You have no idea what "making better use" of it means. The most insulting thing anyone can say to me is "you are a beautiful, intelligent, talented girl who has everything, so you have no reason to be unhappy". That is incredibly dismissive of what I am going through. Depression is an illness, but not something you can magically take a pill and get rid of, or wait 2 weeks like the flu.

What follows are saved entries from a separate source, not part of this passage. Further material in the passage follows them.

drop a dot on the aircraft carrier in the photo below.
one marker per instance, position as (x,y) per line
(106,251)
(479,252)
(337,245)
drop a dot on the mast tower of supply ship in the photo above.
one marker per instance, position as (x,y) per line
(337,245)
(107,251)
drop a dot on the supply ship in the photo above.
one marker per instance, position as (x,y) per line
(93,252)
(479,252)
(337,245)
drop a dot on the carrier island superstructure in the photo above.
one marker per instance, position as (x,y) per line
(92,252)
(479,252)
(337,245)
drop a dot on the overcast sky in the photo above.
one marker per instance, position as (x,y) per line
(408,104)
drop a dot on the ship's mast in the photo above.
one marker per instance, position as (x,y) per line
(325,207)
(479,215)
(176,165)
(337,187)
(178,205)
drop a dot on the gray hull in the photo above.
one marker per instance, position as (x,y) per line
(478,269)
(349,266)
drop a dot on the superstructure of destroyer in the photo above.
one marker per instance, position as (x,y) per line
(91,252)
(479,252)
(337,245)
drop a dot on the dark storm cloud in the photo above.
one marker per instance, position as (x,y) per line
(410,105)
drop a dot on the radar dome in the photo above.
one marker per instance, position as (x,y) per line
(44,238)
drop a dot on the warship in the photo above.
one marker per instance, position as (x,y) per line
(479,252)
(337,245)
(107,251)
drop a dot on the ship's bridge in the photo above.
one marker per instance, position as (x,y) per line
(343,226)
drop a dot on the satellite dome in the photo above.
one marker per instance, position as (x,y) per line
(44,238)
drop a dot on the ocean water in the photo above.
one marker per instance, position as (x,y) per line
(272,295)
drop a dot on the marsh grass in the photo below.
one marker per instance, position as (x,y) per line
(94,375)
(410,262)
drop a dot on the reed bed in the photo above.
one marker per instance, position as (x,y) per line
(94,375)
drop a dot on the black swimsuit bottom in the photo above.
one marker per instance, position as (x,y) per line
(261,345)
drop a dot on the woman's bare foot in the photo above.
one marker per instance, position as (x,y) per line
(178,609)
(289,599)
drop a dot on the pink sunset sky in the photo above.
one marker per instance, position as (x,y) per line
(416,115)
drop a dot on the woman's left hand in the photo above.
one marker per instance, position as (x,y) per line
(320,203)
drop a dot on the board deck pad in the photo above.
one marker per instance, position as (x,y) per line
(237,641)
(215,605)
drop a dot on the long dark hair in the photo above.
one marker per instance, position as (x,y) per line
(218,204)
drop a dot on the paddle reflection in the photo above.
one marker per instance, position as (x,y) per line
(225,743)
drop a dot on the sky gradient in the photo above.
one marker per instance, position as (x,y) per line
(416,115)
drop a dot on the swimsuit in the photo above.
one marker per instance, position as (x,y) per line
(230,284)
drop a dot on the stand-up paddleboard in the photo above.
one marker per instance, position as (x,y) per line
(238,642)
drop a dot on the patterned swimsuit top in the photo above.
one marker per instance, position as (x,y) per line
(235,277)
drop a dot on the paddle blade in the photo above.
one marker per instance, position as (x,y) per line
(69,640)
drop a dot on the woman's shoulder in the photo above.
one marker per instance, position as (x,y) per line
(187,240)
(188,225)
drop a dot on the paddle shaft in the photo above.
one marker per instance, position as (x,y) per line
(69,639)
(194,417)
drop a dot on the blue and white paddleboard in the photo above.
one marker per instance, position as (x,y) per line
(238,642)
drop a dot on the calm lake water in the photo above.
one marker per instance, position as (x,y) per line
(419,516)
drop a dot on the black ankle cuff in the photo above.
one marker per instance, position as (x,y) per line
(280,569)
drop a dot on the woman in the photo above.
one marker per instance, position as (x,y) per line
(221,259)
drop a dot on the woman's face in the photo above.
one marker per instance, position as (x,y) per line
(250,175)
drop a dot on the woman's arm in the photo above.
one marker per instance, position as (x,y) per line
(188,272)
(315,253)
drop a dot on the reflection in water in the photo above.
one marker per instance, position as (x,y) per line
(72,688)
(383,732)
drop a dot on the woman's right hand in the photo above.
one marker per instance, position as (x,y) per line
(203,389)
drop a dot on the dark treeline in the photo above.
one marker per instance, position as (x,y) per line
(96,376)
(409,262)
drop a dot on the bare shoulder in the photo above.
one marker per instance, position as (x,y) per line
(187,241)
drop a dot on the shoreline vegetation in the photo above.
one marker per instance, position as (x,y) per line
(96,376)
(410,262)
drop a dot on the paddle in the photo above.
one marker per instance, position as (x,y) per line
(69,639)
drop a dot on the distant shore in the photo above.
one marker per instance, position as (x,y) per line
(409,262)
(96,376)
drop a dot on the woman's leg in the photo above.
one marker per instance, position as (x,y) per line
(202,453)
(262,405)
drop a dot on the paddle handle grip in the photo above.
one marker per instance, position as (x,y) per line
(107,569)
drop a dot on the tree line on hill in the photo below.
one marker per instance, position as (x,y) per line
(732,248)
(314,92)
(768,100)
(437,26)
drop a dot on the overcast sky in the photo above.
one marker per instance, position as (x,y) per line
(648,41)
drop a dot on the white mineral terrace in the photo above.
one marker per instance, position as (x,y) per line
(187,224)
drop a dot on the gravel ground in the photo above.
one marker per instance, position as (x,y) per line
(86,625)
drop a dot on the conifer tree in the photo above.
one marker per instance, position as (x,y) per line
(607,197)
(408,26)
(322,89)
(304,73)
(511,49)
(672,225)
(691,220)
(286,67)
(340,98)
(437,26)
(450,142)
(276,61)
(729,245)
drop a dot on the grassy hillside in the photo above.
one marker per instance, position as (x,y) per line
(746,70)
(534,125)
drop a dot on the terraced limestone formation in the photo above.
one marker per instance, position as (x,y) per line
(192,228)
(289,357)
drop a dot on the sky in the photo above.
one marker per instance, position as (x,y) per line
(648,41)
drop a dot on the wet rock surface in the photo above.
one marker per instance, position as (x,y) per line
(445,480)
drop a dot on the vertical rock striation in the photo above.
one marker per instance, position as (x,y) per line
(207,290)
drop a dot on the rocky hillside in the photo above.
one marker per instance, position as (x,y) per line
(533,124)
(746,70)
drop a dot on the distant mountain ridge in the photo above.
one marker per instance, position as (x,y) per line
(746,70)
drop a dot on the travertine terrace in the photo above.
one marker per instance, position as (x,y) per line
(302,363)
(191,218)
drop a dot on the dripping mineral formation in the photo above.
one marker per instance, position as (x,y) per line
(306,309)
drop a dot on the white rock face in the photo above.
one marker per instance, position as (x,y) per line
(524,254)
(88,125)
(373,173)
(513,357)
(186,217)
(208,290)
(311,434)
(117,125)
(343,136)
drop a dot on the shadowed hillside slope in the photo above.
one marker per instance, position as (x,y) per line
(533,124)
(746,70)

Try to walk a mile in the shoes of a person whose chest feels like you're being ripped inside out every night. When all you want to do is feel normal, and desperately try anything to cheer yourself up. When all you crave is the sound of another person's voice just so you don't feel like you're alone in the universe. I am thankful for so many things in my life, things I don't even deserve. But I would give anything, do anything, just to be able to enjoy them and be happy. Instead I have so much guilt because I cannot magically make myself better. Because I can't be the perfect person everyone sees in me. And every day I put a smile on my face because I cannot bear to burden people with what I am going through. And every day I fight. I go get help. I recognize my own problems. Can you even fathom how humiliating I feel going to an anon group? Even though I know I'm going to get help, the fact that I have to admit to myself that I am an addict is one of the most difficult things I have ever done in my life.
And all I ask is for someone to at least respond to a friendly hello from me. Sometimes I get so sick of being strong and being told "get used to being alone" I wanna just throw up.